All Products
Search
Document Center

Platform For AI:Resource quota monitoring and alerting

Last Updated:May 07, 2026

You can monitor a resource quota's status and load with a wide range of metrics. You can also configure flexible alert rules and notifications to track resource usage in real time. When a metric, such as CPU utilization, crosses a specified threshold, the system sends an alert notification. This article describes how to use CloudMonitor and ARMS to view monitoring data, configure alert notifications, and subscribe to metrics.

Prerequisites

To monitor a resource quota or create alerts for it, you must first create one. For more information, see Introduction to resource quotas.

Metrics

PAI-Quota provides key performance metrics for GPU, CPU, memory, disk, and network resources. You can view these metrics by quota or by node. For a complete list and detailed descriptions of all metrics, see PAI-Quota metrics.

By quota

Metric

Description

GPU compute utilization (by quota)

The GPU compute utilization for the specified resource quota.
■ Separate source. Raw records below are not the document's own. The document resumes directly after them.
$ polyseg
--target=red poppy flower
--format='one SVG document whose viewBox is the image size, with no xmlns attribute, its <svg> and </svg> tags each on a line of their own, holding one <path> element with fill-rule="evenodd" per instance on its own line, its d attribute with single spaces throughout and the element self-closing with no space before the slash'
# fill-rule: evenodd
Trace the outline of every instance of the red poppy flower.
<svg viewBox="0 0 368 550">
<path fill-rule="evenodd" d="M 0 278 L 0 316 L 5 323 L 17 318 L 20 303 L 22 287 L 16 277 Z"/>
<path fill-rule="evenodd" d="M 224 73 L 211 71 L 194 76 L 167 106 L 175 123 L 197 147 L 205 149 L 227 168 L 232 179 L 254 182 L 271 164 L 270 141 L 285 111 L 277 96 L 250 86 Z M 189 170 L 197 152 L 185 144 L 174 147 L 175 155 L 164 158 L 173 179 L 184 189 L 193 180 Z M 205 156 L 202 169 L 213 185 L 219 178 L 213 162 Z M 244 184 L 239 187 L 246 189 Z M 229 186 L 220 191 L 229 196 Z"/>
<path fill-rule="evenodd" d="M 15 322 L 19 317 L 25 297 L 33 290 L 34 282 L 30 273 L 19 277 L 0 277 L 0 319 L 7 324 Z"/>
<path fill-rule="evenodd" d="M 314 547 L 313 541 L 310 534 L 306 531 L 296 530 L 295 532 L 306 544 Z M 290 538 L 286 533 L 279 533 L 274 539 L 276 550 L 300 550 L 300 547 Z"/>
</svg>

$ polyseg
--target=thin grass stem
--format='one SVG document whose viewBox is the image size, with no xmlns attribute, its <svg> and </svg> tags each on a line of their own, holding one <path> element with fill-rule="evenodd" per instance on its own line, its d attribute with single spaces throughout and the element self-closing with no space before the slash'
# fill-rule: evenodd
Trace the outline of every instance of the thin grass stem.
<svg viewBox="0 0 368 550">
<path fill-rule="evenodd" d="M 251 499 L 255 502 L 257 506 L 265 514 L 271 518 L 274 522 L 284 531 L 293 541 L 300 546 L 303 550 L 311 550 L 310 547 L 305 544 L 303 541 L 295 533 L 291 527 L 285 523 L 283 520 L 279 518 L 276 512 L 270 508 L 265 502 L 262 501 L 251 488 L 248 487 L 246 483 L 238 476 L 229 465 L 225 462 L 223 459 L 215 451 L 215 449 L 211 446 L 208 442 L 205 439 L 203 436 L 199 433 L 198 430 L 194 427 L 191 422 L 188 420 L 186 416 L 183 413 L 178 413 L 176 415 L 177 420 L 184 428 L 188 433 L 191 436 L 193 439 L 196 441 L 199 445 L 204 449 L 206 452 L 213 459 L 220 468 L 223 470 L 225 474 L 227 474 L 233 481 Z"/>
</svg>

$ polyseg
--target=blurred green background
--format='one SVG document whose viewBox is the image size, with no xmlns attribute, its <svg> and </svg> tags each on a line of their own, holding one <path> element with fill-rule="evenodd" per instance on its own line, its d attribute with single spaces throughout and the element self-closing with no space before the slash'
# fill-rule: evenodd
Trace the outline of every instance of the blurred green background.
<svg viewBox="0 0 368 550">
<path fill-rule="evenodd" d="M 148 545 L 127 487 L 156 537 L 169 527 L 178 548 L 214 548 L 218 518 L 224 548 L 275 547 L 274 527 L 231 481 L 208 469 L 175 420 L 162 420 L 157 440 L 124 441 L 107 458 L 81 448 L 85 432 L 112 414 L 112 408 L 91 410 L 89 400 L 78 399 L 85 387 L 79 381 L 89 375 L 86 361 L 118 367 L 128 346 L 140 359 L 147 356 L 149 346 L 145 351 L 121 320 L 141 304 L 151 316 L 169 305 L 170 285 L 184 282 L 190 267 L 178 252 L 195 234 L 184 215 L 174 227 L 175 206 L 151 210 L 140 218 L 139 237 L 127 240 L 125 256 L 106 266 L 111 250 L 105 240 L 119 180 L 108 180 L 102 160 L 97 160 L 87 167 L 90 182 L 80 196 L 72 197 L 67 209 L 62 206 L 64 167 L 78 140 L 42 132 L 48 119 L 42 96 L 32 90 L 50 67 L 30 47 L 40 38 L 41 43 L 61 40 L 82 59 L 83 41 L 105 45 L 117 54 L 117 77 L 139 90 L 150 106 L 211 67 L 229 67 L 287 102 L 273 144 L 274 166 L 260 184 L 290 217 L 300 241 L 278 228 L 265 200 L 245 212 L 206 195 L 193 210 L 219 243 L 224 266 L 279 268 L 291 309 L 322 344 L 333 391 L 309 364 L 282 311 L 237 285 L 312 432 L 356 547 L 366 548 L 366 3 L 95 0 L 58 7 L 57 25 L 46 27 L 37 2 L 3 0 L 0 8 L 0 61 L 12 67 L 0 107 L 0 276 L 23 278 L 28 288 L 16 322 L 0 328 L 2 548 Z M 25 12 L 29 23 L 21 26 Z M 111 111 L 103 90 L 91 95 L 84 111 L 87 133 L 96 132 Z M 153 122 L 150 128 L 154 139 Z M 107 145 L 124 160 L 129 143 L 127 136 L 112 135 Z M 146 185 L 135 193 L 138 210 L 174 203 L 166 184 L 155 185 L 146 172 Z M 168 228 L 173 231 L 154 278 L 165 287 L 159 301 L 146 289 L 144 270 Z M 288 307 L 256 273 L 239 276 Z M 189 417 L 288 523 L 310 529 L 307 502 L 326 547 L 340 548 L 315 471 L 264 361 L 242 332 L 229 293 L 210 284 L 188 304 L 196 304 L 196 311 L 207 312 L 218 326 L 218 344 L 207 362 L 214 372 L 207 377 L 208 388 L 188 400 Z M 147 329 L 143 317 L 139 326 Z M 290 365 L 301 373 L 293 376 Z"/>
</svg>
GPU memory utilization (by quota)

The GPU memory utilization for the specified resource quota.

Scheduled GPUs (by quota)

The number of scheduled GPUs for the specified resource quota.

Total GPUs (by quota)

The total number of GPUs for the specified resource quota.

GPU power consumption (by quota)

The GPU power consumption for the specified resource quota.

Scheduled CPU cores (by quota)

The number of scheduled CPU cores for the specified resource quota.

Total CPU cores (by quota)

The total number of CPU cores for the specified resource quota.

CPU utilization (by quota)

The CPU utilization for the specified resource quota.

Memory usage (by quota)

The memory usage for the specified resource quota.

For more metrics, see PAI-Quota metrics.

By node

Metric

Description

GPU compute utilization (by node)

The GPU compute utilization for the specified node.

GPU memory utilization (by node)

The GPU memory utilization for the specified node.

Scheduled GPUs (by node)

The number of scheduled GPUs for the specified node.

Total GPUs (by node)

The total number of GPUs for the specified node.

GPU power consumption (by node)

The GPU power consumption for the specified node.

Scheduled CPU cores (by node)

The number of scheduled CPU cores for the specified node.

Total CPU cores (by node)

The total number of CPU cores for the specified node.

CPU utilization (by node)

The CPU utilization for the specified node.

Memory usage (by node)

The memory usage for the specified node.

For more metrics, see PAI-Quota metrics.

View monitoring dashboards

Log on to the PAI console. On the resource quota's details page, click the Monitoring tab to view its monitoring information.

image

  1. The monitoring page displays metrics by quota and by node, covering GPU, CPU, memory, network, and disk usage. (Note: Monitoring data is retained for 30 days.)

  2. Click More to select key metrics based on your business needs. You can drag and drop metrics to reorder them, allowing you to focus on core data and create personalized comparisons.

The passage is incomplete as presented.